8. Instructions for fitting new No. 2 bolt-heads and firing-pins to rifles No. 2, Mk. IV*.—(a) Assemble the bolt-head to the rifle without the firing-pin, and adjust the front face, where necessary, to enable the bolt to be closed with the bolt-head touching the face of the barrel.
(b) Remove the bolt-head from the rifle, insert the firing-pin, and press home to the small shoulder (A) (Fig. 2). If the rear end (B) of the pin is found to project beyond the rear face (C) of the bolt-head, reduce the pin at (B) until it is just below the face (C). This ensures that the bolt-head, and not the small shoulder (D) of the firing-pin, acts as a stop to the forward movement of the striker.
(c) Assemble the bolt complete; place the cocking-piece in the long cam of the bolt; test the protrusion of the point of the firing-pin, which should be the same as in the Service rifle (i.e.,.04 inch to .042inch),and adjust the point where necessary, maintaining the radial form at the point, as illustrated.
Note.—The internal shoulder (A) in the bolt-head controls the firing-pin in its most forward position, and when the firing- pin is properly adjusted1 prevents it from striking the edge of the chamber when snapping. Therefore, when adjusting the rear-end (B) of the firing-pin, care should be taken to see that the pin is not more than .003 inch below the rear face (C) of the bolt-head, as whatever distance it is below, so there will exist a similar clearance between the shoulder (D) of the pin and the shoulder (A) of the bolt-head when the pin is gauged for protrusion, and this, added to the amount of protrusion as gauged, gives the amount of protrusion of the striker point in its most forward position.
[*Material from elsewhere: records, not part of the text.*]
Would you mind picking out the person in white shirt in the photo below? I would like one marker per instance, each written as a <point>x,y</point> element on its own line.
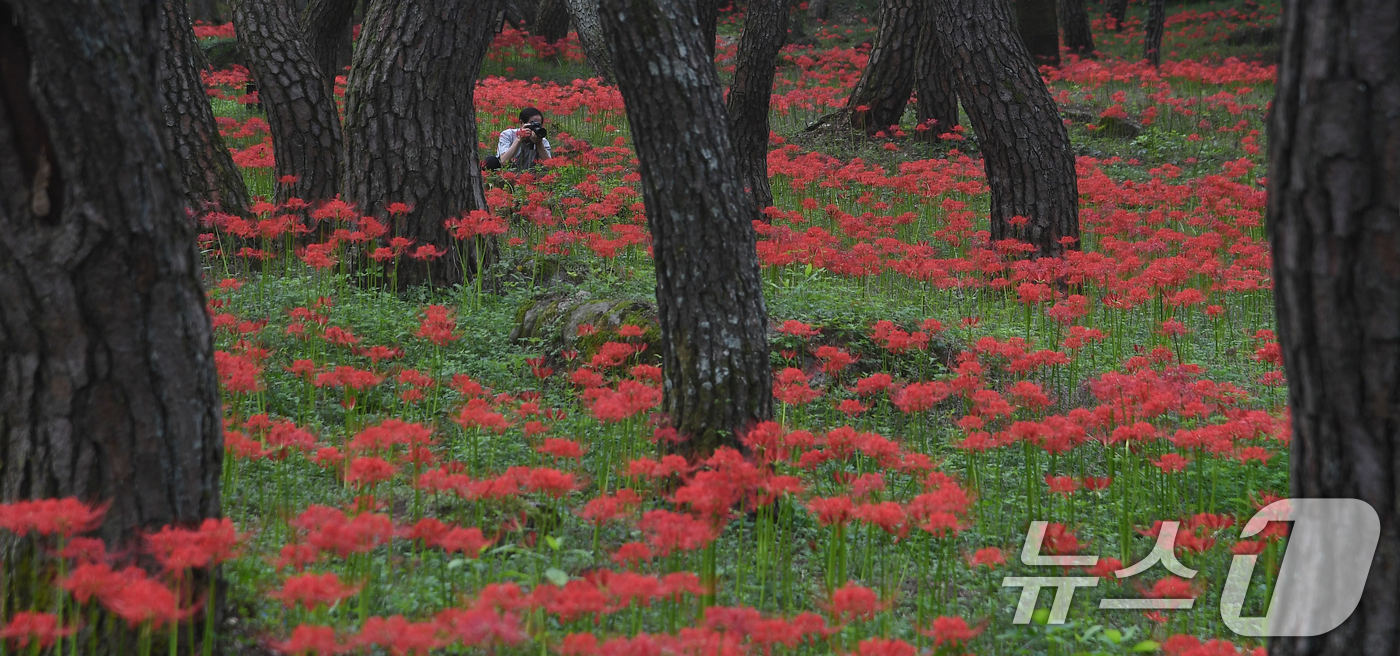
<point>525,144</point>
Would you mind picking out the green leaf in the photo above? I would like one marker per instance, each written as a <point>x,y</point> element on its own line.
<point>556,576</point>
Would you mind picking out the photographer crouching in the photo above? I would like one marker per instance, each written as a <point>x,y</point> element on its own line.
<point>522,146</point>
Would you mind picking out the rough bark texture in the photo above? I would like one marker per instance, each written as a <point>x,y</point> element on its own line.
<point>325,25</point>
<point>933,81</point>
<point>550,20</point>
<point>765,30</point>
<point>1024,144</point>
<point>717,378</point>
<point>108,389</point>
<point>301,112</point>
<point>1036,23</point>
<point>410,125</point>
<point>889,74</point>
<point>1117,11</point>
<point>1074,20</point>
<point>207,171</point>
<point>205,10</point>
<point>584,16</point>
<point>1155,25</point>
<point>1334,231</point>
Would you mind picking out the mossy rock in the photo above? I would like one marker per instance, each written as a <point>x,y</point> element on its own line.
<point>553,322</point>
<point>223,53</point>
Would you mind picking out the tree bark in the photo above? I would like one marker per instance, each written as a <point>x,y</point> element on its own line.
<point>550,20</point>
<point>716,372</point>
<point>1024,144</point>
<point>584,16</point>
<point>108,389</point>
<point>205,10</point>
<point>765,30</point>
<point>1074,20</point>
<point>1036,23</point>
<point>1117,11</point>
<point>888,79</point>
<point>410,125</point>
<point>1155,25</point>
<point>207,171</point>
<point>301,112</point>
<point>325,25</point>
<point>937,100</point>
<point>1333,221</point>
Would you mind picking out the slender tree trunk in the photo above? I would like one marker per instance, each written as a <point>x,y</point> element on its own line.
<point>325,25</point>
<point>1333,221</point>
<point>1117,13</point>
<point>207,171</point>
<point>709,23</point>
<point>584,16</point>
<point>714,350</point>
<point>410,125</point>
<point>1024,144</point>
<point>108,389</point>
<point>206,11</point>
<point>1155,25</point>
<point>301,112</point>
<point>1036,23</point>
<point>1074,20</point>
<point>937,107</point>
<point>888,79</point>
<point>550,20</point>
<point>765,30</point>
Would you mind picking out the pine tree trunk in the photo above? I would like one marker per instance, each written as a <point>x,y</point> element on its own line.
<point>584,16</point>
<point>1333,217</point>
<point>108,389</point>
<point>1036,23</point>
<point>937,100</point>
<point>301,112</point>
<point>1117,13</point>
<point>550,20</point>
<point>410,125</point>
<point>1155,25</point>
<point>325,27</point>
<point>1024,144</point>
<point>210,179</point>
<point>205,10</point>
<point>765,30</point>
<point>888,79</point>
<point>1074,20</point>
<point>717,378</point>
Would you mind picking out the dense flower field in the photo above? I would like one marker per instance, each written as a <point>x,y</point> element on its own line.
<point>403,477</point>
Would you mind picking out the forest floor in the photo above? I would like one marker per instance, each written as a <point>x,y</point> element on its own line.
<point>479,466</point>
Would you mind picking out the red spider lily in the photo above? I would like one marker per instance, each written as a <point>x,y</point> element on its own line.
<point>65,516</point>
<point>311,590</point>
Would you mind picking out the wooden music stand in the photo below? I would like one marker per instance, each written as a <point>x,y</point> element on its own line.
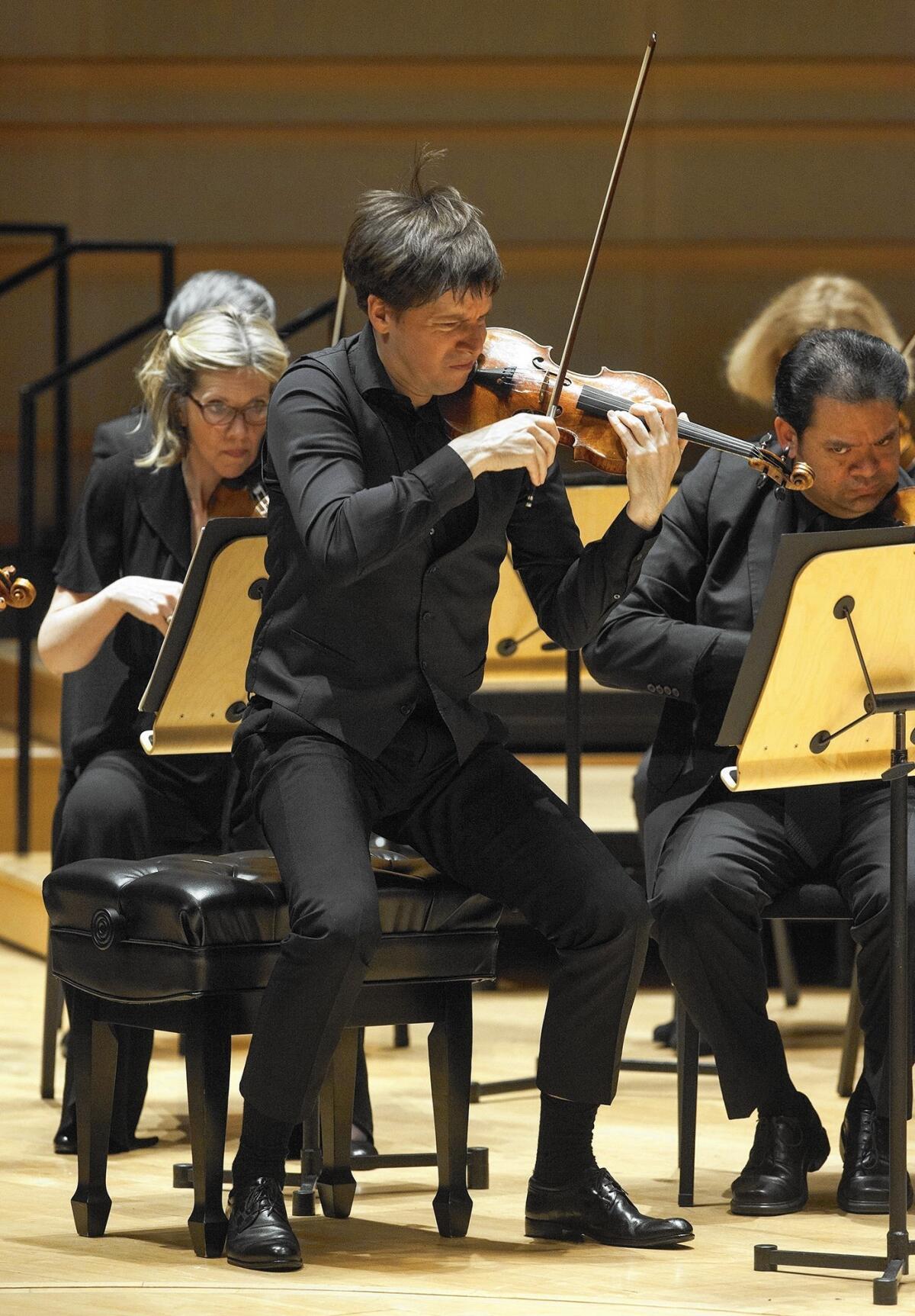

So not a simple as I thought I remembered - apologies!


August 12, 2008, 07:18 PM
Get yourself some Remington 303 Core-Lokt and go hunting.

August 12, 2008, 10:54 PM
.303 British (but wikipedia says that's just a commercial name and it's really a .311).

The bore is .303 while the grooves diameter is .311. The groove depth is .004" just like our ".30 caliber" US military rifles that sport grooves diameters of .308. Note that all measurements are nominal.